The morning of Wednesday 13th June 1917 was hot and the sky was hazy. Nevertheless, onlookers in London’s East End were able to see ‘a dozen or so big aeroplanes scintillating like huge dragonflies.’ These three-seater bombers were carrying shrapnel bombs; that morning they killed 104 people.

Sixteen of the dead were 5 and 6 year olds who were sitting in their class room at Upper North Street School, Poplar. Two older children also died. ‘The sun had been shining but then it seemed to go out in a roar of thunder.’

This was the first ever daylight air-raid. It was also one of the first civilian tragedies of ‘total’ war and the deaths of the children in particular caught the public’s emotions. The funerals took place on 20th June 1917 and were a major public event.

‘Signs of sorrow and sympathy were visible throughout the whole of the East End. On every hand blinds were drawn, shutters fixed, and flags had been lowered to half-mast. Preceded by the Boys’ Band of the Poplar Training School, the coffins were borne through the vast and silent crowds of people.’ The last coffin held unidentified ‘broken fragments of little bodies’.

Memorial Fund

A fund was set up to raise money for a memorial. People felt that the memorial should be of such a character as to benefit the living. On 23rd June 1919, a stone memorial was unveiled to the memory of the children of whom the Mayor of Poplar had sad ‘ These boys and girls have truly suffered for their country as any men who have perished in the trenches, on the high seas or in the air.’

The memorial was set up in Poplar Recreation Ground. It was built by A.R. Adams and is made from marble and granite, in a Victorian gothic design surmounted by an angel with spread wings and inscribed with the names of the children who died.

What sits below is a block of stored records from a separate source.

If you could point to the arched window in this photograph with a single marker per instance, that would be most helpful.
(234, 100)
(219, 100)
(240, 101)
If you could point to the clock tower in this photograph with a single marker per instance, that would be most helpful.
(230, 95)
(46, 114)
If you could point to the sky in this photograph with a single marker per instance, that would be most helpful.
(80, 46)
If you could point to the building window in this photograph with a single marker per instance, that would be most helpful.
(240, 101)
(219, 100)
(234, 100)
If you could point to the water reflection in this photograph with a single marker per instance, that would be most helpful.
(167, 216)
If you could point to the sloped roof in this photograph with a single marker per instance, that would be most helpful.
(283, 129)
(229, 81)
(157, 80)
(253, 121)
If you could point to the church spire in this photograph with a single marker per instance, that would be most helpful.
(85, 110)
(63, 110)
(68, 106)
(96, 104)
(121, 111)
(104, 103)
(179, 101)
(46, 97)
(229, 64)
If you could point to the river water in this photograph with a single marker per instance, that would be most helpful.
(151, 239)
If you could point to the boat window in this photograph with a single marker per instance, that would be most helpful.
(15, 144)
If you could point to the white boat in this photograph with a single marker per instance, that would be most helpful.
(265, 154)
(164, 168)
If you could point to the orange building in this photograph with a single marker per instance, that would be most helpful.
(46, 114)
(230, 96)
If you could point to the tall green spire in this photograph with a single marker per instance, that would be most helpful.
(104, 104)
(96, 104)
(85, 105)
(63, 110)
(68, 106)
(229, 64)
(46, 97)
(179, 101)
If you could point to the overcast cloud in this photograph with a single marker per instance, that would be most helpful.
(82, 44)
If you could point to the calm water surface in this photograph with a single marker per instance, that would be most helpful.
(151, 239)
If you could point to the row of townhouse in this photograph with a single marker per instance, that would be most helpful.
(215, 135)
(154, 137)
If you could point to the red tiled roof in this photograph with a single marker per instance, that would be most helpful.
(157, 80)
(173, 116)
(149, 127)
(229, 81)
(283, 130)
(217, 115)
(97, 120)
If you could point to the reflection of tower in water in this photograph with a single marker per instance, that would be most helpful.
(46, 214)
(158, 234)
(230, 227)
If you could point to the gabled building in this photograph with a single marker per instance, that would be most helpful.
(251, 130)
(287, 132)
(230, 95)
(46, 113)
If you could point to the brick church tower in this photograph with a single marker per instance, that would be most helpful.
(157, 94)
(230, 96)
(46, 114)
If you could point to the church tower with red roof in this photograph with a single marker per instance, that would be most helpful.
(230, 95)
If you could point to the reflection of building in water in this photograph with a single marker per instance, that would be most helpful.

To this day it arouses emotion in people who stop and look at it.

View Pictures of the Memorial and the unveiling ceremony on our Facebook page

Thank you to http://www.ppu.org.uk/ for their article and research on the story.

The funeral service at Poplar Parish Church was conducted by the Bishop of London. Among the mourners were many children, including those who ‘had themselves been extricated from the medley of powdered brick, wood, human flesh and blood in their school building after the bomb explosion’.

‘When the congregation rose to sing the hymn ‘There’s a friend for little children’ few were able to control their voices. One poor girl’s mother fainted, but was revived by her husband, whose tender care as he held her in his arms in full view of the congregation showed the depth of his grief – else no Englishman would so far lose his self-consciousness.’

The King visited the East End immediately after the raid. During the funeral service the Bishop of London read to the Congregation a ‘simple and sincere’ personal message from King George, who with Queen Mary, was thinking of the children’s parents and ‘their saddened homes, especially today when the bodies of their little ones are laid to rest.’

‘The early ending’ the Kings message went on, ‘of young innocent lives, at all times pathetic, is made more so in these tragic and cruel circumstances. Their Majesties pray that the mourners may be blessed with God’s help and comfort in their sorrow’.

A.R. Adams were among the local funeral directors who carried out the funeral services of the children.

In June 2017, we were honoured to attend the centennial ceremony which was conducted in the presence of Her Majesty The Queen.  We created and donated name plaques for each child for display on a new memorial board.